Our library for aiding the formalizing programming language metatheory consists primarily of the following three libraries.

**Atom:**This library defines a type`atom`

with decidable equality and infinitely many elements. It is always possible to generate an atom fresh for any finite collection of atoms.**Environment:**This library provides operations, lemmas, and tactics for working with environments, association lists whose keys are atoms.**Metatheory:**This is the main library to include (via Coq's`Require`

command) when starting a new development, since it exports the Atom and Environment libraries. This library defines notations which simplify writing common operations, hints which aid in discharging goals about the freshness of atoms, and tactics which simplify proofs.

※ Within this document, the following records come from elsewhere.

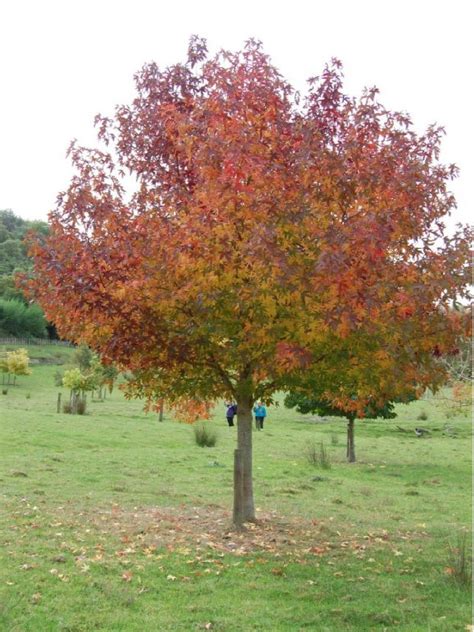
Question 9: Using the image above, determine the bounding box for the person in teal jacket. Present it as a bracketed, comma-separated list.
[253, 402, 267, 430]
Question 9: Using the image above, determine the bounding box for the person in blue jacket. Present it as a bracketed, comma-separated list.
[225, 402, 237, 427]
[253, 401, 267, 430]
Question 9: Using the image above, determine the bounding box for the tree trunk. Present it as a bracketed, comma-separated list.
[234, 391, 255, 526]
[346, 417, 356, 463]
[233, 449, 244, 526]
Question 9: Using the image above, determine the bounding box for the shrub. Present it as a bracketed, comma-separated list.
[417, 410, 428, 421]
[62, 402, 72, 414]
[194, 423, 217, 447]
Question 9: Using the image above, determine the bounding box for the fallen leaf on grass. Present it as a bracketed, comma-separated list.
[122, 571, 133, 582]
[142, 545, 157, 556]
[166, 574, 176, 581]
[31, 593, 41, 604]
[49, 569, 69, 582]
[52, 555, 67, 564]
[309, 546, 326, 555]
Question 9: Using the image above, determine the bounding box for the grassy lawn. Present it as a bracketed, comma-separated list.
[0, 349, 472, 631]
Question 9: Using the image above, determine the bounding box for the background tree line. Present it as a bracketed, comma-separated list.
[0, 209, 50, 337]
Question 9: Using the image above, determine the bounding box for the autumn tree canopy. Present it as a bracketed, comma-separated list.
[26, 37, 472, 525]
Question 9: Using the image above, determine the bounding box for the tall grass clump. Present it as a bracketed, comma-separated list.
[193, 423, 217, 447]
[305, 441, 331, 469]
[446, 531, 472, 588]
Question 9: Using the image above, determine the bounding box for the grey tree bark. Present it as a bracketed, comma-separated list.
[234, 389, 255, 526]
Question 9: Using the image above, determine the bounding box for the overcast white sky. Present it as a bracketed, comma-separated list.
[0, 0, 471, 226]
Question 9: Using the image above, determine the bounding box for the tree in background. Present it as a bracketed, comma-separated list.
[75, 344, 118, 396]
[55, 347, 119, 407]
[74, 344, 94, 371]
[437, 333, 472, 384]
[286, 392, 400, 463]
[0, 348, 31, 385]
[61, 367, 99, 414]
[89, 355, 119, 399]
[434, 331, 472, 418]
[284, 333, 419, 462]
[0, 210, 50, 336]
[0, 275, 26, 303]
[0, 209, 48, 280]
[26, 38, 472, 526]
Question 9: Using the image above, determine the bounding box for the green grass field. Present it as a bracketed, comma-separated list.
[0, 346, 472, 631]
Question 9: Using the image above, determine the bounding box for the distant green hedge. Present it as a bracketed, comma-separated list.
[0, 299, 47, 338]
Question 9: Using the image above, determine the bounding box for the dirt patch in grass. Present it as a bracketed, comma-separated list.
[89, 504, 321, 555]
[33, 502, 429, 563]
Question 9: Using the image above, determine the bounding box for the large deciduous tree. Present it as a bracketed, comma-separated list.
[26, 38, 471, 526]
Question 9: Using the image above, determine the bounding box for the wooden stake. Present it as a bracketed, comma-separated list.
[233, 449, 244, 527]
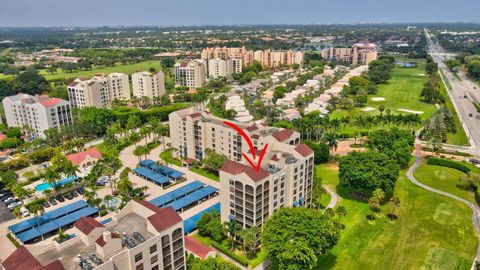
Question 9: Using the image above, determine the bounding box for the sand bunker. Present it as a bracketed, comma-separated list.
[362, 107, 376, 112]
[418, 73, 425, 76]
[371, 97, 386, 101]
[398, 108, 424, 114]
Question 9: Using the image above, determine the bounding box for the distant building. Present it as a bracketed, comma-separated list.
[201, 47, 303, 68]
[174, 60, 207, 89]
[208, 58, 228, 78]
[2, 94, 72, 138]
[68, 73, 130, 108]
[132, 71, 166, 99]
[321, 41, 378, 65]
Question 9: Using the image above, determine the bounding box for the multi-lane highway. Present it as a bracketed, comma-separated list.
[425, 29, 480, 157]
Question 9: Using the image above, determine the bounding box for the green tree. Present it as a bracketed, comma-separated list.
[238, 226, 260, 259]
[196, 211, 224, 243]
[304, 141, 330, 164]
[224, 219, 240, 250]
[262, 207, 341, 270]
[389, 197, 401, 221]
[202, 148, 228, 172]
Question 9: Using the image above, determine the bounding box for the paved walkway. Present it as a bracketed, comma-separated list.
[408, 144, 480, 264]
[323, 185, 339, 209]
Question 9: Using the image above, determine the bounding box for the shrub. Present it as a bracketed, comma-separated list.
[26, 147, 56, 164]
[99, 209, 108, 217]
[211, 241, 249, 266]
[427, 157, 471, 174]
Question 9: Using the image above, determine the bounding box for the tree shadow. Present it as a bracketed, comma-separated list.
[366, 214, 376, 221]
[386, 214, 398, 221]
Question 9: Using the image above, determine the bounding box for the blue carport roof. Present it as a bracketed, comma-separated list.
[16, 228, 41, 243]
[150, 173, 171, 185]
[69, 206, 98, 220]
[45, 207, 67, 220]
[36, 220, 59, 234]
[54, 215, 76, 227]
[8, 218, 37, 234]
[183, 203, 220, 234]
[140, 159, 156, 167]
[150, 194, 175, 207]
[62, 200, 89, 213]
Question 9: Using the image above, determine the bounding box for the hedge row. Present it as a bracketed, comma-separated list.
[211, 241, 249, 267]
[475, 189, 480, 207]
[427, 157, 471, 174]
[112, 103, 191, 125]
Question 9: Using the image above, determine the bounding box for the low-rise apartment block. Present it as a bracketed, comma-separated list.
[132, 71, 166, 99]
[174, 60, 207, 89]
[321, 41, 378, 65]
[68, 73, 130, 108]
[1, 200, 186, 270]
[2, 94, 72, 138]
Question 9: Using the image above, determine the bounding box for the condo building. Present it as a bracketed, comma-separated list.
[68, 73, 130, 108]
[201, 47, 304, 68]
[1, 200, 186, 270]
[321, 42, 378, 65]
[174, 60, 207, 89]
[168, 108, 313, 229]
[132, 71, 166, 99]
[2, 94, 72, 138]
[208, 58, 228, 79]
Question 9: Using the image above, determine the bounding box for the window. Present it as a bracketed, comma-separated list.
[152, 266, 159, 270]
[150, 245, 157, 254]
[134, 253, 143, 262]
[151, 255, 158, 264]
[136, 263, 144, 270]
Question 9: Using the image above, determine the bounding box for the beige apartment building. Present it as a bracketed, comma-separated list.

It also provides a template for those who want to use different notations, hints, and tactics when formalizing programming language metatheory.

The metatheory library depends on the following additional libraries which are not specific to programming language metatheory.

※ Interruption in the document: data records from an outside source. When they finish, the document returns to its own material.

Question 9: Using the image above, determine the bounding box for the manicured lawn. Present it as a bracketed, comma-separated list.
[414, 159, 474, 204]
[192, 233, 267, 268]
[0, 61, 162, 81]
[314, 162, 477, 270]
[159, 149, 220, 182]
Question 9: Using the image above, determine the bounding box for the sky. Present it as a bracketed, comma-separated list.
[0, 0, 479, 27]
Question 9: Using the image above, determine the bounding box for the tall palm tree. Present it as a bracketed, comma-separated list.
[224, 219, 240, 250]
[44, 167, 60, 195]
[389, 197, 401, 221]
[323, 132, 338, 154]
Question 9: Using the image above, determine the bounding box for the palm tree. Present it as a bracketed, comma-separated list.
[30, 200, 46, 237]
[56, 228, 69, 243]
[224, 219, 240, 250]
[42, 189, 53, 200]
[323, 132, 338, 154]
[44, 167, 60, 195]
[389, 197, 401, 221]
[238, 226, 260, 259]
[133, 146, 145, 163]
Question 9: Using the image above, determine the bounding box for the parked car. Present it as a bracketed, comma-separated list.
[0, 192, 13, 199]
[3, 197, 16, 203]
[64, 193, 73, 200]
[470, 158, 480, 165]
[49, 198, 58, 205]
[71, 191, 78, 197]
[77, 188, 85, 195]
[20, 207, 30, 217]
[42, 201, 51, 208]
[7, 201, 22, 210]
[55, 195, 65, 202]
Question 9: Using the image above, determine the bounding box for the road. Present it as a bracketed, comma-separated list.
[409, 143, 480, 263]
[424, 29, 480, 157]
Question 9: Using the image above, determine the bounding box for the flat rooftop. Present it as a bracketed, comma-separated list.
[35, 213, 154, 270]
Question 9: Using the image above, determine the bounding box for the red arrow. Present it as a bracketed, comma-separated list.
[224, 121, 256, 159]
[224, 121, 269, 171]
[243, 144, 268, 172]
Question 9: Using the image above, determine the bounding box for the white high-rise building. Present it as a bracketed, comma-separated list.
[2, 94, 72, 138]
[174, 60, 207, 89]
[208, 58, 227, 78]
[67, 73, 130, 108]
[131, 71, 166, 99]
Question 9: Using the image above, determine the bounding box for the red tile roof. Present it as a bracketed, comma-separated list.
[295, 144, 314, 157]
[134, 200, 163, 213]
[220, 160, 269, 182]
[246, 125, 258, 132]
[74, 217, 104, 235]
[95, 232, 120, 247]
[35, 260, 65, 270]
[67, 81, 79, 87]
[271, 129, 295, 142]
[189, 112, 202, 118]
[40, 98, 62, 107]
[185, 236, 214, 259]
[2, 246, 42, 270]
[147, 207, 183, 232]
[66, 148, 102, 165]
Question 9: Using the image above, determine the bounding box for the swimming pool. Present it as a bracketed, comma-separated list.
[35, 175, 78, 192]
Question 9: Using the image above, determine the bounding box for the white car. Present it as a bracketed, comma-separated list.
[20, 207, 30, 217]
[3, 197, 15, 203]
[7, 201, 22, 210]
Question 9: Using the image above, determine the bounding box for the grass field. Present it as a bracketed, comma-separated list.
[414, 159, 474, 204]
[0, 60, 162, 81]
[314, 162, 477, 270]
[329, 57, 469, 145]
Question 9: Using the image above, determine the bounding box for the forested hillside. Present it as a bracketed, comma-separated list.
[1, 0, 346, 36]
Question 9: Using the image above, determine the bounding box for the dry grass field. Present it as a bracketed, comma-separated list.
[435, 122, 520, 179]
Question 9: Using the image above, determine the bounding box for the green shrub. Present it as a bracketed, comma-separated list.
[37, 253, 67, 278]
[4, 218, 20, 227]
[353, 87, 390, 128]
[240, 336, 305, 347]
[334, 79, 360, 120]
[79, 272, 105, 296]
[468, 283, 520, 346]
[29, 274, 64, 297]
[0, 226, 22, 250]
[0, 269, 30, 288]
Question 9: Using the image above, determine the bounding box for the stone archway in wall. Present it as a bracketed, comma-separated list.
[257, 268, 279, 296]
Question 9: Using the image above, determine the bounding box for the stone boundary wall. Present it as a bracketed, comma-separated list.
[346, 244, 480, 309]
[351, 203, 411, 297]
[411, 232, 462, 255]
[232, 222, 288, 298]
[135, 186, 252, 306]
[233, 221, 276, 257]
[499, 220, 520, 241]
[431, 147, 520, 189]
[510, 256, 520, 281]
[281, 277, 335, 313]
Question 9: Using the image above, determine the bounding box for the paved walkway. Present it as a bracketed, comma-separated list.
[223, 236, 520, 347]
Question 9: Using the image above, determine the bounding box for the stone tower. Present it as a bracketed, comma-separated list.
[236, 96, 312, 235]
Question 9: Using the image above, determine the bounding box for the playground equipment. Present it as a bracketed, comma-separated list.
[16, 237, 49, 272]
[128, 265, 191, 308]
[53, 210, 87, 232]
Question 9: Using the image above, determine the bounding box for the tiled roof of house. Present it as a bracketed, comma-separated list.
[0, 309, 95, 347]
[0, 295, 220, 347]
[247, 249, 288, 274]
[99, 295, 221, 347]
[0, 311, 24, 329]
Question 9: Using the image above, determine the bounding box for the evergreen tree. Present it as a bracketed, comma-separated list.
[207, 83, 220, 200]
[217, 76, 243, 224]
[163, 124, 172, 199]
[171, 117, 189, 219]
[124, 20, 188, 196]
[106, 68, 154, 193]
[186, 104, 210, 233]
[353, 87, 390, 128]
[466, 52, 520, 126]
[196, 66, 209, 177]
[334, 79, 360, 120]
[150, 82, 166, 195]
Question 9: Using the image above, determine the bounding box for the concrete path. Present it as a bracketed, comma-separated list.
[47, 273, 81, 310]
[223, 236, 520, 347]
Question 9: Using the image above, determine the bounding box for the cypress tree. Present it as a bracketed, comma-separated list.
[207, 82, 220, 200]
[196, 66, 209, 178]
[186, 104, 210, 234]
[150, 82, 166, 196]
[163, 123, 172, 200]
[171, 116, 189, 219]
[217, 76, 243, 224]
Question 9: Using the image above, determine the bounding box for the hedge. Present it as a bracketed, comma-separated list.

**AdditionalTactics:**This library provides additional tactics, in particular a variation on`remember`

(from Coq's standard library) and a`Case`

tactic which helps delineate cases in an inductive proof.**FiniteSets:**This library provides an extension of Coq's library for finite sets that includes extensional equality on sets.**FSetDecide:**This library provides a general purpose decision procedure,`decideFSet`

, for solving goals about finite sets. A similar tactic with the same name is defined in the Atom library.**FSetNotin:**This library provides a tactic,`notin_solve`

, for solving some goals involving non-membership in finite sets.**ListFacts:**This library provides assorted facts about lists.**Negation:**This library provides an extension of Coq's Decidable library.